Real Name: Serafina Lucia Romano

I look at the face on the screen. It was seven years, but I recall her clearly. The woman who left my bed before I woke. The woman they’ve just sent into my house.

My pulse settles in my throat. I remember waking alone, the sheets still warm, her scent clinging to my skin like a ghost. I had never chased after women, never lowered myself to search for something fleeting. But I broke my own rule then. I had my men sweep Rome, descriptions whispered through the underworld until her name came back to me. Serafina Romano.

A name I told myself to forget. A name I buried by boarding a flight back to Melbourne, convincing myself she was only one night. My fingers tighten on the folder, a muscle jumping in my jaw.

“This has to be a joke,” I mutter.

****

Bellarosa Estate, South Wing Receiving Room

The door opens quietly, and she steps in with her head bowed.

Elia Rossetti. Serafina.

She walks two paces into the room before stopping, eyes fixed somewhere near the floor. Her hands are clasped in front of her—tightly, like she’s holding onto something that might slip if she lets go.

The posture is perfect. Submissive. Trained.

Matteo stands just behind me, arms folded, half leaning against the bookshelf. I don’t look at him. My focus is on her.

Her hair is darker than I remember—chestnut brown, braided and pinned into a tidy coil at the nape of her neck. No makeup, or almost none. Just bare skin, pale and drawn under the eyes, as if sleep and she have had a falling out. She looks thinner. And yet, somehow, she looks younger.

Seven years and not a day etched into her skin. She finally lifts her chin.

Still not enough to look at me directly.

Her voice is soft, lightly accented. Naples, as scripted.

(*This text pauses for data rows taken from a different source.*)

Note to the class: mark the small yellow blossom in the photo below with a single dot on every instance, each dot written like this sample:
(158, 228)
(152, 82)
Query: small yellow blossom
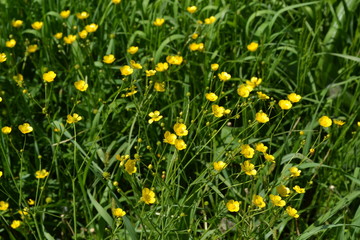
(126, 70)
(159, 22)
(11, 43)
(277, 201)
(49, 76)
(25, 128)
(292, 212)
(258, 201)
(233, 206)
(155, 116)
(6, 130)
(108, 59)
(74, 118)
(41, 173)
(325, 121)
(81, 85)
(148, 196)
(37, 25)
(220, 165)
(65, 13)
(248, 168)
(180, 129)
(285, 104)
(252, 47)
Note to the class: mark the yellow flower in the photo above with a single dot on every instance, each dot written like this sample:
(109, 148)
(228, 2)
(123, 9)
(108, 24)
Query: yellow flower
(118, 212)
(161, 67)
(159, 86)
(258, 201)
(260, 147)
(81, 85)
(339, 122)
(82, 15)
(135, 65)
(262, 96)
(212, 97)
(49, 76)
(4, 206)
(285, 104)
(70, 39)
(180, 129)
(6, 130)
(180, 144)
(65, 13)
(15, 224)
(269, 157)
(130, 166)
(175, 60)
(292, 212)
(37, 25)
(248, 168)
(169, 138)
(148, 196)
(108, 59)
(214, 66)
(298, 189)
(2, 57)
(150, 73)
(25, 128)
(277, 201)
(91, 28)
(158, 22)
(233, 206)
(224, 76)
(252, 47)
(126, 70)
(210, 20)
(133, 49)
(58, 35)
(32, 48)
(283, 190)
(41, 173)
(74, 118)
(325, 121)
(247, 151)
(261, 117)
(16, 23)
(155, 116)
(293, 97)
(220, 165)
(295, 172)
(83, 34)
(11, 43)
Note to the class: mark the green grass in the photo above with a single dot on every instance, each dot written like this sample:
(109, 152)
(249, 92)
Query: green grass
(307, 47)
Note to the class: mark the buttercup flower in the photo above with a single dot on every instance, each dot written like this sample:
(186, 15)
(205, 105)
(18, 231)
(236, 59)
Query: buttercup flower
(126, 70)
(49, 76)
(325, 121)
(6, 130)
(252, 47)
(220, 165)
(155, 116)
(25, 128)
(292, 212)
(248, 168)
(277, 201)
(148, 196)
(81, 85)
(258, 201)
(41, 173)
(180, 129)
(233, 206)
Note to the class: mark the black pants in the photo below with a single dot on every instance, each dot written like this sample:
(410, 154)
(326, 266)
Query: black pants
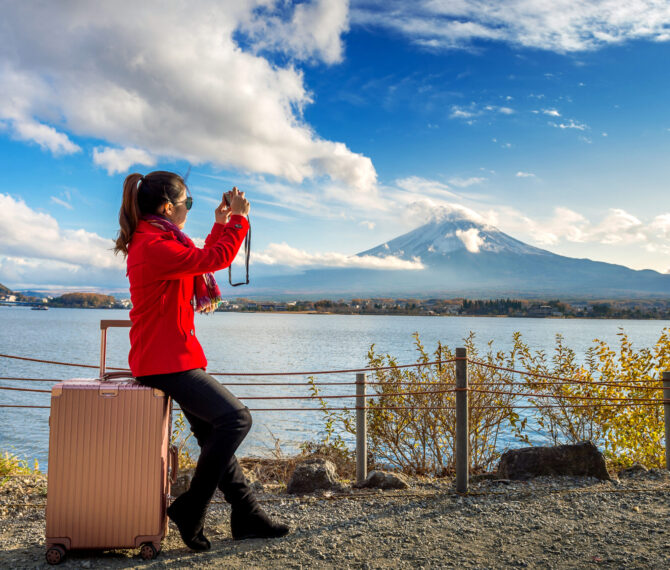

“My name is Elia Rosetti, sir,” she says. “I want to thank you for taking me on. I come from Naples, originally. I was raised in a house for girls just outside Avellino. I’ve worked in homes before—in private estates. I understand privacy. I clean well. I iron. I don’t gossip. You won’t be disappointed.”

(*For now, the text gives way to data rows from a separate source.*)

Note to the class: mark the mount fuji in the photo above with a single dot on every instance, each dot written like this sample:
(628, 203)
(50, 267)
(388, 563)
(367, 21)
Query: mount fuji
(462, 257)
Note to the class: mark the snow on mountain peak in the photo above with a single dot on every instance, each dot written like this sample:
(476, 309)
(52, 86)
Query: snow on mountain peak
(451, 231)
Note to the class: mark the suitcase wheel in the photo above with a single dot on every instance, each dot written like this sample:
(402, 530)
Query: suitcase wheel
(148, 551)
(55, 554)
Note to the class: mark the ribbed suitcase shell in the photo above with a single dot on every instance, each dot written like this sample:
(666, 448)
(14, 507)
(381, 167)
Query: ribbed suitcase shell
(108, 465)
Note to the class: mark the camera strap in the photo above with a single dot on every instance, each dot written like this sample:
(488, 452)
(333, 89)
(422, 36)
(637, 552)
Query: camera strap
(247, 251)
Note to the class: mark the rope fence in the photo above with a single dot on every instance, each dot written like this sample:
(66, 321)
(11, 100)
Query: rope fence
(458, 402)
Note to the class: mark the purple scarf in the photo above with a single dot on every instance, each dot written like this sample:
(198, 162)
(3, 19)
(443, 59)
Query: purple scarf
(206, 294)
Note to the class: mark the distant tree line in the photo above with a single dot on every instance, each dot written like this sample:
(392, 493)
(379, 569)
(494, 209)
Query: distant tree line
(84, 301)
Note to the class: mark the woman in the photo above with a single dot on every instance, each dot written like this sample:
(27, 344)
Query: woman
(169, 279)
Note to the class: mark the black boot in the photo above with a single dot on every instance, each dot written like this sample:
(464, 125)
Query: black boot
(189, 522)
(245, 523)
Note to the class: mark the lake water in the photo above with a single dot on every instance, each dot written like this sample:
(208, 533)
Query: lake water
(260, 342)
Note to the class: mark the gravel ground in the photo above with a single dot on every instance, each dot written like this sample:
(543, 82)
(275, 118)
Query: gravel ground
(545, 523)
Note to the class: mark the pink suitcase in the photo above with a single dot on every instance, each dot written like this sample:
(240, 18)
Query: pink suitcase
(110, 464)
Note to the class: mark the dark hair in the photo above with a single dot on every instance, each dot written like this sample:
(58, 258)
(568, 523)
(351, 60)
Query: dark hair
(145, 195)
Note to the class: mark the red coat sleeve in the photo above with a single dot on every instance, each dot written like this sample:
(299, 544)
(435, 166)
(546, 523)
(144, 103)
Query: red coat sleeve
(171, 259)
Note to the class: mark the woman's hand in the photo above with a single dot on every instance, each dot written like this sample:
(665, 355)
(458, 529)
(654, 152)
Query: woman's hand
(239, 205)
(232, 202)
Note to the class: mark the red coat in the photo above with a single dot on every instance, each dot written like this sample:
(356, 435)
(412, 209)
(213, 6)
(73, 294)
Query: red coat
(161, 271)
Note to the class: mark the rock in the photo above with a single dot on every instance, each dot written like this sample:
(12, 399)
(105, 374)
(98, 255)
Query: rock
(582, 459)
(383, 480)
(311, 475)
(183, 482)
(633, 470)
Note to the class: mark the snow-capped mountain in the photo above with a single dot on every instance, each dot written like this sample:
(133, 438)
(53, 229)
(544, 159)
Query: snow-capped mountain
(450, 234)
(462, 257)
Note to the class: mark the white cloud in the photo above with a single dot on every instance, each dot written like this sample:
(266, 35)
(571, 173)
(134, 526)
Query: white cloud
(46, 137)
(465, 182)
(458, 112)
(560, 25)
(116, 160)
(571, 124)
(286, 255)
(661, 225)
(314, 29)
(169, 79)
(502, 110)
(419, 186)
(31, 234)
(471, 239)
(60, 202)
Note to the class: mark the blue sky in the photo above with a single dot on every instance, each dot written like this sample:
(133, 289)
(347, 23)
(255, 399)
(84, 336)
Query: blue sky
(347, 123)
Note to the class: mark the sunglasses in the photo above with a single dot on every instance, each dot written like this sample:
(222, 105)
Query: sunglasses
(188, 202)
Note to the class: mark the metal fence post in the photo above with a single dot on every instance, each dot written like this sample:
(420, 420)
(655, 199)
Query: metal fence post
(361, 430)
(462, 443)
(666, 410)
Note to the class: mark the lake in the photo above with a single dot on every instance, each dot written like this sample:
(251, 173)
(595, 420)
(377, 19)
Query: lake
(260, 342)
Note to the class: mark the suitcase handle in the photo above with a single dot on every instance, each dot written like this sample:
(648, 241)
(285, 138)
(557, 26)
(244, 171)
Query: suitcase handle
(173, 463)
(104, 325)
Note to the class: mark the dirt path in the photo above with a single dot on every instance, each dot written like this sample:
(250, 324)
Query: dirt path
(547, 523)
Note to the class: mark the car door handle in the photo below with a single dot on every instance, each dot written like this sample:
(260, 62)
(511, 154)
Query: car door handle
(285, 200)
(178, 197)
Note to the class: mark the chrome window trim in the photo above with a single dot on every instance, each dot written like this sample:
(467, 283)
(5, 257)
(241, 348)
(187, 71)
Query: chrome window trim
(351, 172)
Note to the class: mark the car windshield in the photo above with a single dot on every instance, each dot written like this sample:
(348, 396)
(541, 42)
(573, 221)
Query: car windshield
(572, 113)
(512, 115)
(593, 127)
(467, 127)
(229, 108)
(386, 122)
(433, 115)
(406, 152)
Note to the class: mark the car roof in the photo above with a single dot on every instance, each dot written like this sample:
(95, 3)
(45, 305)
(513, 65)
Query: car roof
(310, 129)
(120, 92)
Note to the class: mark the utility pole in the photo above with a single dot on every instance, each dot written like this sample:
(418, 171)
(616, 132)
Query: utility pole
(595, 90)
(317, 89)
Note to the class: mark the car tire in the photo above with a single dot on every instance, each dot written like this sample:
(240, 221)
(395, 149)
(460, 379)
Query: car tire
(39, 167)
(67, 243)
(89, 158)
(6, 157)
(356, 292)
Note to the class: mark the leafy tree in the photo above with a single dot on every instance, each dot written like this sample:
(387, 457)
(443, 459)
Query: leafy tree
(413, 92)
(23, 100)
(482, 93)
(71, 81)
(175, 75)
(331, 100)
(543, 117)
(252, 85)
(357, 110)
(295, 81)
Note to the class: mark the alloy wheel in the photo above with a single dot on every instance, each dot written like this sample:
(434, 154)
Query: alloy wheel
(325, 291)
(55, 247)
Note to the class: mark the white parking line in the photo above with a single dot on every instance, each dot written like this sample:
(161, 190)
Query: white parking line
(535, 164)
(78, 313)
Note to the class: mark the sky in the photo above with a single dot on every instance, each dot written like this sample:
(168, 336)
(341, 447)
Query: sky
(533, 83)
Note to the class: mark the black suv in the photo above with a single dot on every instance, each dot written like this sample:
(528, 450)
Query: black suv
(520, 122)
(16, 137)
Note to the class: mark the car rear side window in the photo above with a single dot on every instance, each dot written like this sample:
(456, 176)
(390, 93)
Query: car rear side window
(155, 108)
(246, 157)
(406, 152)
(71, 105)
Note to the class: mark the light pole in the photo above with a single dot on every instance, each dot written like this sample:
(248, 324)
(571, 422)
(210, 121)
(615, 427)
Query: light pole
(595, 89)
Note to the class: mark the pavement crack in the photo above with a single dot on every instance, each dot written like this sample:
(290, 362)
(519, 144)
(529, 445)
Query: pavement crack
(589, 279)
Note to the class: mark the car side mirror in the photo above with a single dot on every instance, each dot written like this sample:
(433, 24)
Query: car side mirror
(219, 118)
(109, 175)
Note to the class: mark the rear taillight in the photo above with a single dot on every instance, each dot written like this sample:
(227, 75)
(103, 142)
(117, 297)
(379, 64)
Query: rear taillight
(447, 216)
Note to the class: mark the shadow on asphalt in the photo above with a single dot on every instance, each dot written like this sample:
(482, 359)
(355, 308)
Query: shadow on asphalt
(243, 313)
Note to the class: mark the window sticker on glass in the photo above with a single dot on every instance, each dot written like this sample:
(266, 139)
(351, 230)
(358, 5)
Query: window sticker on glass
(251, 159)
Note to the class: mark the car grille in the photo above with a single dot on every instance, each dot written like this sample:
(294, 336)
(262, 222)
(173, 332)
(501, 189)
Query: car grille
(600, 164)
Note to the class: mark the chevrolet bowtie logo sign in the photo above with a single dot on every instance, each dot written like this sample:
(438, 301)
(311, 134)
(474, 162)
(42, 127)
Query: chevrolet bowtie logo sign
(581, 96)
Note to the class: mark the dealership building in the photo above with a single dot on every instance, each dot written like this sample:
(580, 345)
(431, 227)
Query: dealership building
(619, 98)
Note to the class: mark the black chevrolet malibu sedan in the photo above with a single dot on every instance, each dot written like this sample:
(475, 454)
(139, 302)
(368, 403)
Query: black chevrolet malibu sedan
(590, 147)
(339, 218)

She’s breathing fast. A trained cadence. Her hands tighten slightly in front of her skirt.

“I know I don’t have the pedigree others might have, but I promise I’ll make myself useful. I’m grateful to be here.”

A perfect portrait.

And nothing—nothing—gives her away. Except that I know her.

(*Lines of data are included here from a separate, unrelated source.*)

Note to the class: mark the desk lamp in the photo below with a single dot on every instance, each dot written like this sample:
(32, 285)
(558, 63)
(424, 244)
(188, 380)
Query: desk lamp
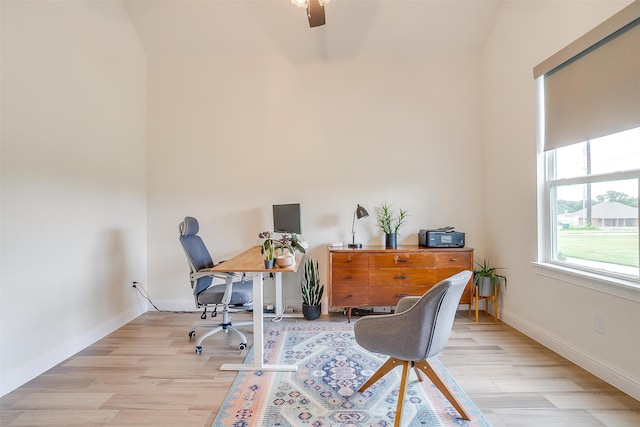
(359, 213)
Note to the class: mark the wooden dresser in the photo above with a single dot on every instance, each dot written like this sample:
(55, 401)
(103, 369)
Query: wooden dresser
(375, 276)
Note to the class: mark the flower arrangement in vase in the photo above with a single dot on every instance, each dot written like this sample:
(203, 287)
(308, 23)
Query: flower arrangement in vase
(287, 246)
(390, 223)
(268, 249)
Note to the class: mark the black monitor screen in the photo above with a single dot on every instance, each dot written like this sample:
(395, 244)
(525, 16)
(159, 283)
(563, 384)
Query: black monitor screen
(286, 218)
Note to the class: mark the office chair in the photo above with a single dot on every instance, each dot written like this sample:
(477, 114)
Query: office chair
(234, 293)
(418, 330)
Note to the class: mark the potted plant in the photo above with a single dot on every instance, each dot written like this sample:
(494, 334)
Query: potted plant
(390, 223)
(287, 246)
(312, 291)
(487, 280)
(268, 249)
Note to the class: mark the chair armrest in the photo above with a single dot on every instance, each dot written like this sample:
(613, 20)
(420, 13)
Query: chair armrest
(391, 334)
(406, 303)
(207, 272)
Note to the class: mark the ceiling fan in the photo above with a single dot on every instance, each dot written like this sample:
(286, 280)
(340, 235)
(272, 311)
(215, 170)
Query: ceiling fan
(315, 10)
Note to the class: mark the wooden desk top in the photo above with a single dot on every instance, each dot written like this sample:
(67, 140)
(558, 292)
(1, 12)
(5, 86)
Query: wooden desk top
(252, 261)
(404, 248)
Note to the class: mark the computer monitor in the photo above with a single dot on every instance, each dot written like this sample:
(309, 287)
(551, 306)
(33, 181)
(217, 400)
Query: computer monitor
(286, 218)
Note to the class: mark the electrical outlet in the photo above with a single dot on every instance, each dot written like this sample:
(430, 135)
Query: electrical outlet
(599, 324)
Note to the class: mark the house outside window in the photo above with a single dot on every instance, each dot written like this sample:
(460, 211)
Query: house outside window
(589, 152)
(592, 192)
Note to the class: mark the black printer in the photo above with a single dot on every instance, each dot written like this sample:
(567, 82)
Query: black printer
(444, 237)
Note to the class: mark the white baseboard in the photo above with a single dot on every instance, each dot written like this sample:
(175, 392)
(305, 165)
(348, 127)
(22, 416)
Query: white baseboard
(598, 367)
(20, 377)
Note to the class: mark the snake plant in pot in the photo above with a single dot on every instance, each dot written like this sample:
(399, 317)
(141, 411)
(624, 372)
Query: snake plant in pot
(487, 280)
(312, 290)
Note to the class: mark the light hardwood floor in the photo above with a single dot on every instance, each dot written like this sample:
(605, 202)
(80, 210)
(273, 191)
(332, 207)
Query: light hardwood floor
(147, 373)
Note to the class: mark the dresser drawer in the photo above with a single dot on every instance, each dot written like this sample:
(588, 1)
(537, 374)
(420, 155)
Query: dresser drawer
(347, 296)
(402, 259)
(350, 277)
(389, 295)
(350, 260)
(459, 260)
(401, 276)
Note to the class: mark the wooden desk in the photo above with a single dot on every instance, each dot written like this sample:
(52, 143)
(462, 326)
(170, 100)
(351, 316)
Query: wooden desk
(251, 261)
(374, 276)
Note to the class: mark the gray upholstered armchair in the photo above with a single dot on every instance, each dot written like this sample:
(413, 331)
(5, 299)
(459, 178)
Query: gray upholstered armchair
(233, 293)
(418, 330)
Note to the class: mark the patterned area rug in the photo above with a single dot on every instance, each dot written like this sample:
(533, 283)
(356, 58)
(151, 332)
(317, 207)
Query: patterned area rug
(323, 392)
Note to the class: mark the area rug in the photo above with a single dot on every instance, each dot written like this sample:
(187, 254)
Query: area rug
(323, 392)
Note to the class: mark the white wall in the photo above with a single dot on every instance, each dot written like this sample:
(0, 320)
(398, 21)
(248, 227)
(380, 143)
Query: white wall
(559, 312)
(231, 136)
(73, 180)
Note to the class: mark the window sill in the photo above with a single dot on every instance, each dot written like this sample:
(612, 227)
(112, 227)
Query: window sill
(621, 288)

Except that I remember her eyes in candlelight and her fingers in my hair and the sound of her breath when she whispered into my neck. Except that I know what her mouth tastes like when she laughs mid-kiss. She rambles, clearly rehearsed.

But all I can think of is how she left that night without saying goodbye.

I smile.

“Do you have any lovers?” I ask.

She goes still.

The question slices across the room like a blade, clean and quiet.

Matteo lifts his head behind me. Even he glances sideways, eyes narrowing.